Principe légal du partage
Aux termes de l’art. 122 CC, les époux doivent en principe partager par moitié les montants de prévoyance professionnelle (2e pilier uniquement) qu’ils ont accumulés durant la période du mariage. Il s’agit là de règles particulières qui s’appliquent quel que soit le régime matrimonial (donc y compris en cas de séparation de biens). Par contre, le 3e pilier se liquide selon les règles du régime matrimonial (ATF 137 III 337 consid 2.1.1 ; ATF 129 III 257).
Le partage se fait sur la base d’attestations spécifiques qui doivent être produites avec le dossier à envoyer au Tribunal.
Voici un modèle de lettre à envoyer à la caisse de prévoyance.

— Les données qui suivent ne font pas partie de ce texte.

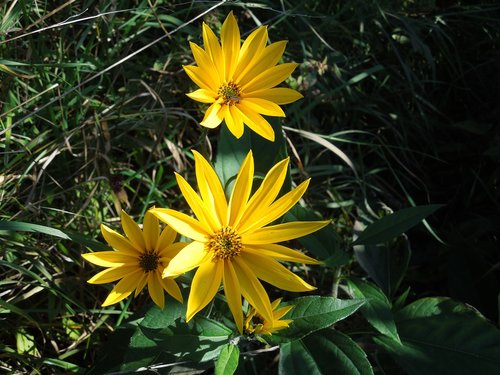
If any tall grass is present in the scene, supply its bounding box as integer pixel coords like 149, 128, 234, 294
0, 0, 500, 373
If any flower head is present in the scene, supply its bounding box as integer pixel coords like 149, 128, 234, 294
245, 298, 293, 335
82, 211, 186, 308
184, 12, 302, 141
150, 151, 329, 332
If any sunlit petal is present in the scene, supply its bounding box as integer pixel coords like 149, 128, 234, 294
245, 87, 303, 104
186, 262, 224, 321
232, 257, 273, 320
223, 262, 243, 334
236, 101, 274, 142
87, 266, 137, 284
244, 180, 309, 231
142, 212, 160, 250
101, 224, 141, 256
150, 208, 210, 241
221, 11, 240, 81
193, 150, 227, 227
245, 244, 321, 264
241, 220, 330, 245
238, 158, 290, 233
243, 98, 285, 117
82, 251, 139, 267
200, 102, 224, 129
160, 279, 183, 303
241, 63, 298, 92
228, 151, 254, 227
186, 89, 218, 103
163, 242, 211, 277
102, 271, 140, 307
241, 253, 316, 292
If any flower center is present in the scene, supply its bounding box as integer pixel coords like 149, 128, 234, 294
218, 81, 240, 105
205, 227, 243, 262
139, 250, 160, 273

Si l’un et/ou l’autre refuse(nt) de demander ou de produire son attestation, le Tribunal doit la demander lui-même à l’Institution de prévoyance concernée (art. 281 CPC ; 5A_683/2022 consid. 2.2).
Si les montants à partager sont litigieux (ou si l’institution de prévoyance ne donne pas toutes les informations ou ne confirme pas que le partage est possible), le Tribunal du divorce ne fait que de décider si un partage doit être fait et, dans l’affirmative, dans quelle proportion.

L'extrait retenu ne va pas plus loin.